The Kremlin has urged Russians to “unite” around President Vladimir Putin, more than one week after he ordered troops into neighbouring Ukraine.
Anti-war protests have taken place in a number of Russian cities since the invasion began on February 24, with police detaining more than 8,000 participants, according to OVD-Info, a rights group tracking political arrests. Meanwhile, a number of prominent Russians have also joined a chorus of international condemnation of the war.
“Now is not the time to be divided,” the Kremlin’s spokesman Dmitry Peskov told reporters on Friday, responding to a question on pleas from public figures to end the war.
“Now is the time to unite, to unite around our president,” he said.
Since Russia began what it calls its “special operation”, Russian public figures have been divided.
“Yes, indeed, there are heated debates among cultural figures,” Peskov said. “Many support the president, sincerely the president. There are those who completely misunderstand the essence of what is happening,” he added.
Other Russian celebrities are signalling their support.

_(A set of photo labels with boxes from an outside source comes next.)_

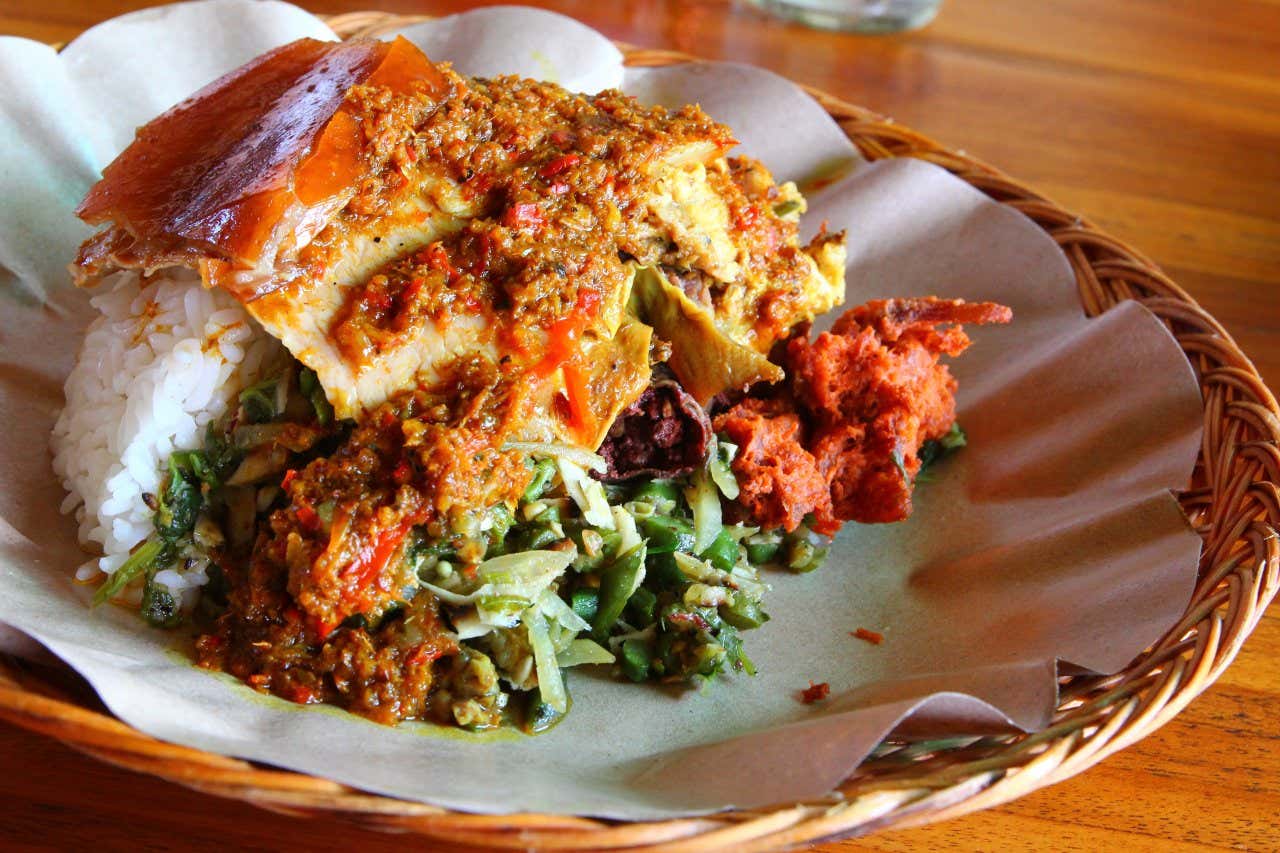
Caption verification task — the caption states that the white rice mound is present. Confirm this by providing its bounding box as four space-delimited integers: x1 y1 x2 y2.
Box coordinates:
51 270 284 589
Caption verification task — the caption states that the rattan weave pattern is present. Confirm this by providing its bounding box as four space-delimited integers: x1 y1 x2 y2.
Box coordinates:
0 12 1280 850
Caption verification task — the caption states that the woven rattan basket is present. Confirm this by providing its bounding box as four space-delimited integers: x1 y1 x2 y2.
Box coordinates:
0 13 1280 850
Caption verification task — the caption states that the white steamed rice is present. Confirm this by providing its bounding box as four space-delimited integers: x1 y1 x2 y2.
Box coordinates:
52 272 284 598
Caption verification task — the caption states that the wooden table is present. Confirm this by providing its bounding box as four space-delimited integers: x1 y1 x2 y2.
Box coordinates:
0 0 1280 852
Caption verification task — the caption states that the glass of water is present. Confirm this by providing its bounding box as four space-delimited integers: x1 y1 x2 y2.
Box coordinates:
748 0 942 32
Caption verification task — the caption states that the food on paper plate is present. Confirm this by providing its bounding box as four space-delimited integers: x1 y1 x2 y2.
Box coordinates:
52 38 1009 731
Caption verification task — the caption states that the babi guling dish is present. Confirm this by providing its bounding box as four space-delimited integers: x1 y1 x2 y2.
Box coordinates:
52 38 1010 731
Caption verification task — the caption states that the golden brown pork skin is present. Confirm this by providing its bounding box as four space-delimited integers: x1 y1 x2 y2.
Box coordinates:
76 40 844 450
73 38 443 285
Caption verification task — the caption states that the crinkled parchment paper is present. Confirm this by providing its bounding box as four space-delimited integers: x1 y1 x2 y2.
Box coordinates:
0 0 1201 818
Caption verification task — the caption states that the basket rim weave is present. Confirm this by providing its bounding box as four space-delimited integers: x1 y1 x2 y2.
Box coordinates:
0 12 1280 850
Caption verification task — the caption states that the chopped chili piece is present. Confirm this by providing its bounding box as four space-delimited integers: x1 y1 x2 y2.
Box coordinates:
800 681 831 704
849 628 884 646
538 154 582 178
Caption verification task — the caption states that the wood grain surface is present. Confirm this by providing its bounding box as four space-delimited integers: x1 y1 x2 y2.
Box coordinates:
0 0 1280 853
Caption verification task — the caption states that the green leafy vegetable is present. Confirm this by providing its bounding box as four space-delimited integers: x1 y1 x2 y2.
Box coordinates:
142 567 182 628
298 368 333 427
591 544 645 642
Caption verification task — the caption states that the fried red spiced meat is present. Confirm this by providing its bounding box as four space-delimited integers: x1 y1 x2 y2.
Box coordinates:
716 297 1012 532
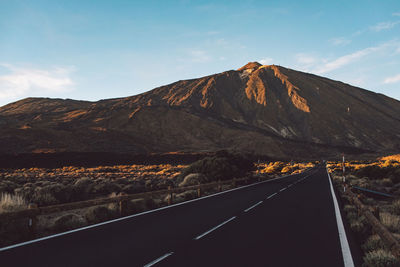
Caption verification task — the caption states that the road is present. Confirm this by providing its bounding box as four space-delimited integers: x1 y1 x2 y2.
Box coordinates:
0 166 351 267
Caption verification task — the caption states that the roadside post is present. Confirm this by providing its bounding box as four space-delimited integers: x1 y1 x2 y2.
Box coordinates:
342 154 346 192
28 203 37 238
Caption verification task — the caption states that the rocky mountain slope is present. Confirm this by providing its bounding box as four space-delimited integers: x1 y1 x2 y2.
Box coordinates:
0 62 400 158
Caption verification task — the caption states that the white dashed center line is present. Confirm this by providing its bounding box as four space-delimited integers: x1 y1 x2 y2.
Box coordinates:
194 216 236 240
144 252 174 267
244 201 262 212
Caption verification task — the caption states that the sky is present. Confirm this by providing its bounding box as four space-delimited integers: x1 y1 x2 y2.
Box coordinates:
0 0 400 106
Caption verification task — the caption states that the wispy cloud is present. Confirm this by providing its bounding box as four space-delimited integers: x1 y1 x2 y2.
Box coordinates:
189 50 212 63
383 74 400 84
370 21 400 32
314 41 398 74
258 57 274 65
329 37 351 46
295 53 317 65
0 63 75 100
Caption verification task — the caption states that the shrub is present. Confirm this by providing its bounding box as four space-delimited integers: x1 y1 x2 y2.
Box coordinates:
179 173 207 187
364 249 400 267
355 165 390 179
380 178 393 187
362 235 384 252
72 177 93 201
178 152 253 182
347 216 371 243
392 199 400 215
389 168 400 184
53 213 87 232
343 205 357 214
127 198 147 213
85 206 117 223
380 212 400 232
0 193 28 213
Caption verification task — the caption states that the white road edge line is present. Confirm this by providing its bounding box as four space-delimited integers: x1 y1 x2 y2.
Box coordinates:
0 170 318 252
0 170 308 252
143 252 174 267
326 169 354 267
244 200 262 212
194 216 236 240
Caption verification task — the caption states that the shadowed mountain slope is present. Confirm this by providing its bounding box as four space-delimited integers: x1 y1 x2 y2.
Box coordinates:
0 62 400 158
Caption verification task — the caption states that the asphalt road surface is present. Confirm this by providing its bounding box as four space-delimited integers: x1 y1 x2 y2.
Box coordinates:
0 166 354 267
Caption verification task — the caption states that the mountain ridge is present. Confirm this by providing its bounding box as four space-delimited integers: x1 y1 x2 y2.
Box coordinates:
0 62 400 157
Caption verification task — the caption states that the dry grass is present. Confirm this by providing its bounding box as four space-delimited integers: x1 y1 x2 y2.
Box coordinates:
380 212 400 232
364 249 400 267
256 161 315 175
362 237 384 252
380 154 400 162
0 193 28 213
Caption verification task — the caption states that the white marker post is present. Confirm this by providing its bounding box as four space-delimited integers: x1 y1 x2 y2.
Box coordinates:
342 154 346 192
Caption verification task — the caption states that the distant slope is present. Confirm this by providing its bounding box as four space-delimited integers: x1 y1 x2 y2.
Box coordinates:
0 62 400 157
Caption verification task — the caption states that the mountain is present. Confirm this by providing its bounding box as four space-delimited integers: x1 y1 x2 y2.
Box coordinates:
0 62 400 158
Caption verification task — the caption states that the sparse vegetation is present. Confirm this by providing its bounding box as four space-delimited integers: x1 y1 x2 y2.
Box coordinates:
0 157 314 249
364 249 400 267
0 193 28 213
328 155 400 266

The Munich Philharmonic, amid a growing cultural backlash, fired conductor and Kremlin loyalist Valery Gergiev on Tuesday after he failed to denounce Moscow’s invasion.
Peskov said Putin had no immediate plans to speak with US President Joe Biden about the conflict, and said any contact between Russian and Ukrainian officials should be through conflict negotiators, not leaders.
“Now is not the time,” he said in response to another question about a possible meeting between Putin and Ukrainian President Volodymyr Zelenskyy.
On Thursday, Zelenskyy had urged Putin to hold direct talks, saying “there is no other way to stop this war”.
“What do you want from us? Leave our land,” he said, addressing Putin. “Sit down with me, just not 30 metres away”, he added, making a reference to the Russian president receiving world leaders at an enormously long table.
Meanwhile, Russia’s media watchdog said on Friday it restricted access to several independent media websites, including the BBC, tightening controls over the internet, following a request from prosecutors.
Separately, the Russian parliament backed a legal amendment that will pave the way for heavy fines and up to 15 years’ imprisonment for the spread of false information about the country’s armed forces.
It comes amid a sweeping crackdown on media freedoms that has seen two of the country’s most liberal outlets – TV Rain (Dozhd) and Ekho Moskvy radio station – closed.
Russia rejects the term invasion, and says the military actions are not designed to occupy territory but to destroy Ukraine’s military capabilities and capture what it regards as dangerous nationalists – a pretext rejected by Ukraine and the West as baseless propaganda.